Dein Whyte, an investigator with the Economic and Financial Crimes Commission, EFCC and witness in the ongoing trial of Nigerian singer Azeez Fashola (a.k.a Naira Marley), has revealed that the musician’s credit card was flagged for fraud.
Whyte, who is the 10th prosecution witness, PW10, in the Naira Marley trial for internet fraud, revealed this to Justice Nicholas Oweibo of the Federal High Court sitting in Ikoyi, Lagos.
He told Justice Oweibo how a card payment platform, Visa, flagged one of the credit card details found on a device belonging to the singer due to fraudulent transactions.
EFCC disclosed this in a statement on X with Naira Marley standing trial on 11-count charges bordering on conspiracy and credit card fraud brought against him by the Commission.

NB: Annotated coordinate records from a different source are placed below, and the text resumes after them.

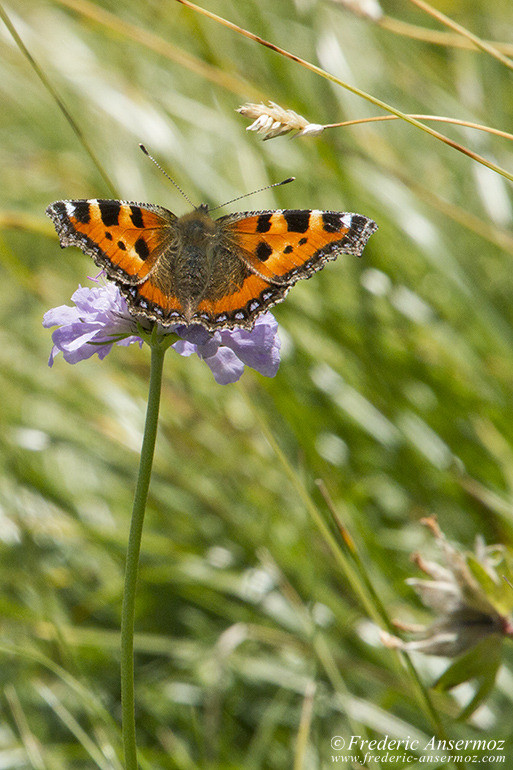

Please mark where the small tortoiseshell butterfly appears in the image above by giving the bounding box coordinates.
[46,188,377,331]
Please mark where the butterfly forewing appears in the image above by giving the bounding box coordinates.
[47,199,176,284]
[47,199,377,331]
[220,209,376,285]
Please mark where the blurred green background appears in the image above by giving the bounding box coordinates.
[0,0,513,770]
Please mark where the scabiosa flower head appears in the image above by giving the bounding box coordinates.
[43,283,280,385]
[383,518,513,657]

Whyte stated, “As part of the findings from the investigation, forensic analysis revealed that malicious programmes that are being used to illegally obtain credit card information, which can be used for card non-present transactions, were found on the device that was recovered from the defendant upon his arrest.”

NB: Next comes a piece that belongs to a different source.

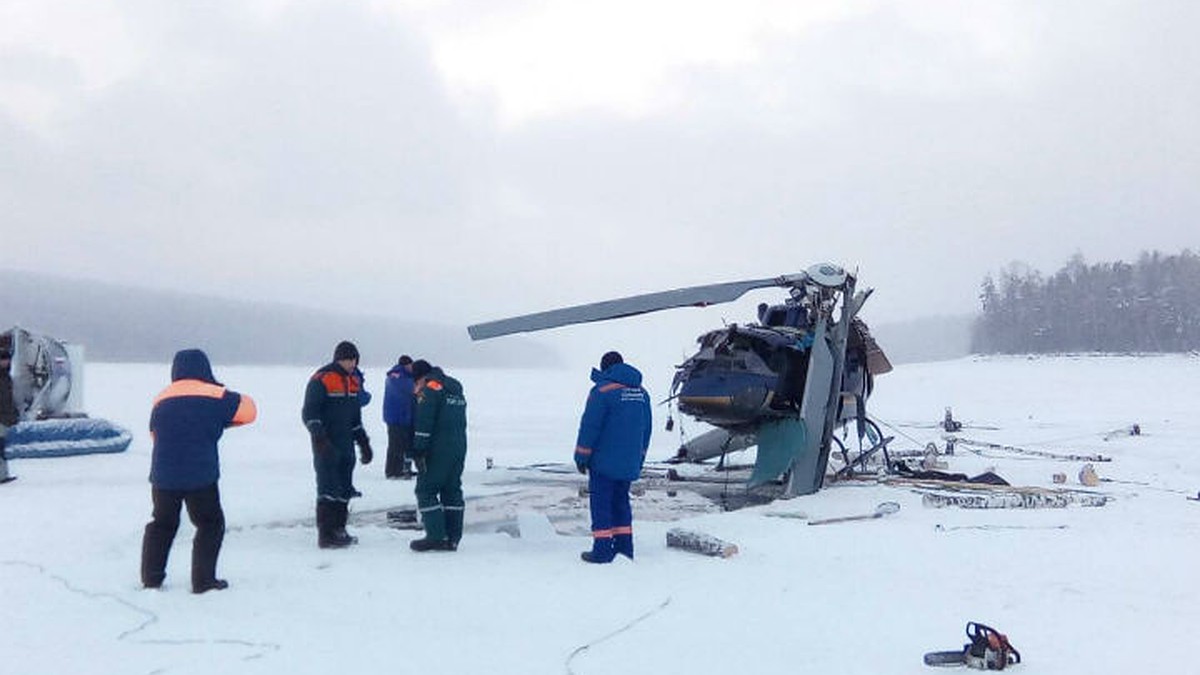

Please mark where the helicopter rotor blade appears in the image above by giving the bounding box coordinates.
[467,273,808,340]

Led in evidence by the prosecution counsel, Bilikisu Buhari, the PW10 also revealed that there were malicious tools used to disguise the active location of an internet user when his or her devices are connected to the internet.

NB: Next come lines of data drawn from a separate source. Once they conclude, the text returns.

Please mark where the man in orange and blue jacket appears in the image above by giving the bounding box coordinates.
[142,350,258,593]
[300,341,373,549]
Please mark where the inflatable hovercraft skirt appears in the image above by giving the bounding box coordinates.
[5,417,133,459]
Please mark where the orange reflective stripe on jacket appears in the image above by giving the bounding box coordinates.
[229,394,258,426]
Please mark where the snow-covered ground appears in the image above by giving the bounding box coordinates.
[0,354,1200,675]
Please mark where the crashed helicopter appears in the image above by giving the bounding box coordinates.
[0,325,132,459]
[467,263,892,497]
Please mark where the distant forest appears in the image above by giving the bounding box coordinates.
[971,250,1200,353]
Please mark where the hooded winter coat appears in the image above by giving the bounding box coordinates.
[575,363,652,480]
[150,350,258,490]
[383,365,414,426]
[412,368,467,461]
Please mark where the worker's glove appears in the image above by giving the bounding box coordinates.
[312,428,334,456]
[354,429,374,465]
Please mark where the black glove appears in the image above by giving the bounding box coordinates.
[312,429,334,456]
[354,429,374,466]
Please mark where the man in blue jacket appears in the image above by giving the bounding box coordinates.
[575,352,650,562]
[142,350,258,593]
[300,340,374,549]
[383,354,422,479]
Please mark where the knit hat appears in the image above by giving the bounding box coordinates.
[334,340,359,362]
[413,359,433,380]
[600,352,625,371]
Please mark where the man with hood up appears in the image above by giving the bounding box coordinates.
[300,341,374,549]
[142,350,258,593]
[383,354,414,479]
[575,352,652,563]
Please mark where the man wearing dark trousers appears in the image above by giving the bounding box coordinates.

Whyte further stated, “Tools that are used to verify the validity, active state and accuracy of credit card credentials as well as the region of the issuer of that card were discovered on the defendant’s device.
“The analysis further revealed the website that had been accessed on the computer of the defendant through his browser history. The websites include sites where credit card information are illegally traded.”
Whyte explained further that the phone and the laptop recovered from the defendant were both registered with his credentials, name, and email address.
He was then asked by the prosecution counsel to state the result of his findings on the credit card details on the defendant’s device.
Whyte stated, “With respect to the card details recovered from the device of the defendant, investigations revealed that he also exchanged those details with other persons.”
He further stated that one of the cards was reported to have been fraudulently used for a transaction by Visa.
According to him, the card details that were in possession of the defendant’s device neither belonged to him nor were issued to him by any financial institution.
During a cross-examination by the defendant’s counsel, Olalekan Ojo (SAN), Whyte informed the court that a letter of investigation was written to Visa.
He added that the payment platform thereafter confirmed that the card had been flagged for fraudulent transactions.
Whyte, however, said that Visa didn’t link the credit card fraud to the defendant’s device “because the investigation was on the card and not on the device being used for the fraud.”
He also stressed that Visa is a payment platform and not a telecommunications company. Justice Oweibo adjourned the case to March 6 and 7, 2024, for the continuation of the trial.